In December of 1786 Figaro opened in Prague – and there it did not fade. Quite to the contrary.
In spite of his wide travels, Mozart had never visited Prague; there were more musical and financial attractions in other cities. But his music had led the way four years before, when a traveling company had first introduced the Prague public to Die Entführung aus dem Serail.
The Figaro premiere literally ignited a new musical sprit in the city. A month later, Mozart was invited to Prague to conduct a performance of the opera at the Nostic Theatre (now the Estates Theatre).
Given Vienna’s growing indifference, the adulation Mozart encountered in Prague must have been deeply satisfying. In a letter to his student Baron Gottfried von Jacquin, Mozart marveled, "Here they speak of nothing but Figaro. Nothing is played, sung, or whistled but Figaro. Nothing draws like Figaro."

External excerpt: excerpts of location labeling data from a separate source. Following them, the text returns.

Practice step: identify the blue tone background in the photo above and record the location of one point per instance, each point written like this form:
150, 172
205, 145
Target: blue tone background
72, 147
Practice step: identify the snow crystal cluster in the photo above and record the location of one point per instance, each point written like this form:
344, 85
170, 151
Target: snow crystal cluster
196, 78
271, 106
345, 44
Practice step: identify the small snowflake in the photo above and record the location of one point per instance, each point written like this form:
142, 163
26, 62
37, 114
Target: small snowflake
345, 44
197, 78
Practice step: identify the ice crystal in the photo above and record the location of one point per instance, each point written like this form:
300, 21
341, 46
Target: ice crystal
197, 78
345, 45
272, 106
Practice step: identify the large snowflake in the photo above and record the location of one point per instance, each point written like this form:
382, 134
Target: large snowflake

Figaro was to be the main course for Prague, but Mozart also planned dessert – a symphony. Symphonies had been among his concert staples in earlier years, but since then Mozart’s symphonic output had fallen drastically (in 1773 alone he had turned out a half-dozen – as many as he composed in his entire ten Vienna years from 1781). In fact, there’s evidence that he initially planned to simply recycle the Paris Symphony (K300a) for Prague. He even composed a new finale for it. But for some reason he set that work aside, and made a fresh start. Mozart wrote the date on his newly-finished Prague symphony: 6 December 1786.
This was a somewhat uncharacteristically punctual finish for Mozart – he wasn’t due to leave for Prague until the 8th of January. Thus, some historians speculate that Mozart didn’t really compose K504 for Prague, but rather meant it for a Vienna premiere which never took place. Others argue against this, pointing out that the Viennese expected their symphonies to have four movements, and K504 has only three.

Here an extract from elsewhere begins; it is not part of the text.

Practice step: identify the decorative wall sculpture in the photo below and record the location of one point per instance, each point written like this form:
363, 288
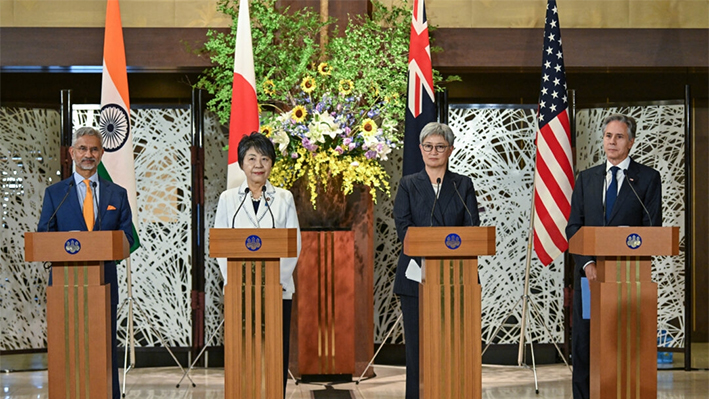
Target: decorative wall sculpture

The missing minuet gives K504 its other (seldom used) nickname – "Ohne Menuett." And of course it provides yet another source of speculation for the music historians.
Some of them characterize the Prague Symphony as a throwback to Mozart’s earlier Italian-style 3-movement symphonies. This is a little tough to swallow, though, when hardly anything else about this symphony suggests those earlier works.

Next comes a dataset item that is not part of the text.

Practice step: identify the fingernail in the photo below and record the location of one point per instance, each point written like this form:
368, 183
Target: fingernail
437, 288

Mozart expert Alfred Einstein declared in the 1940s that K504 is "a full scale Viennese symphony which happens to lack a minuet simply because it says everything it has to say in 3 movements." Maybe so, but this strikes me as somehow more in line with Schumann’s ethos, or even Beethoven’s, than with Mozart’s.
One recent writer has even declared that by dispensing with the "aristocratic" minuet, Mozart was indulging his pro-Enlightenment persuasions. This isn’t as far-fetched as it might seem on first glance. Prague wasn’t too keen on Vienna’s political machinations, and one reason for their enthusiasm about Figaro was the opera’s rather daring political tone.
Or perhaps the experts are all thinking too hard. Seven years before, in his K338 symphony, Mozart had swapped the andante and minuet for no apparent reason. So maybe it’s just as valid to suggest that Mozart dumped the minuet in K504 because he felt sure that Prague’s musically canny audiences would let him get away with a bit of creative tinkering.
Nor was this the only example. Mozart began with a slow introduction, only the second time he had done so in a symphony (though Joseph Haydn had shown the way fully 25 years before). After the first 36 bars, Mozart dispelled the dark clouds with an energetic theme. He developed this theme in ways that no doubt raised a few eyebrows among his more knowledgable listeners.
A pastoral andante leads to the fleet-footed finale. Here Mozart gave Prague concertgoers a treat by including one of those Figaro themes that they were all playing, singing, and whistling.
Both the Figaro performance and the symphony were rousing successes for Mozart. Twenty-one years later, Mozart’s biographer Franz Xaver Niemetschek was able to report that this and the K543 symphonies "are still favorites of the Prague public, although they have been played at least a hundred times."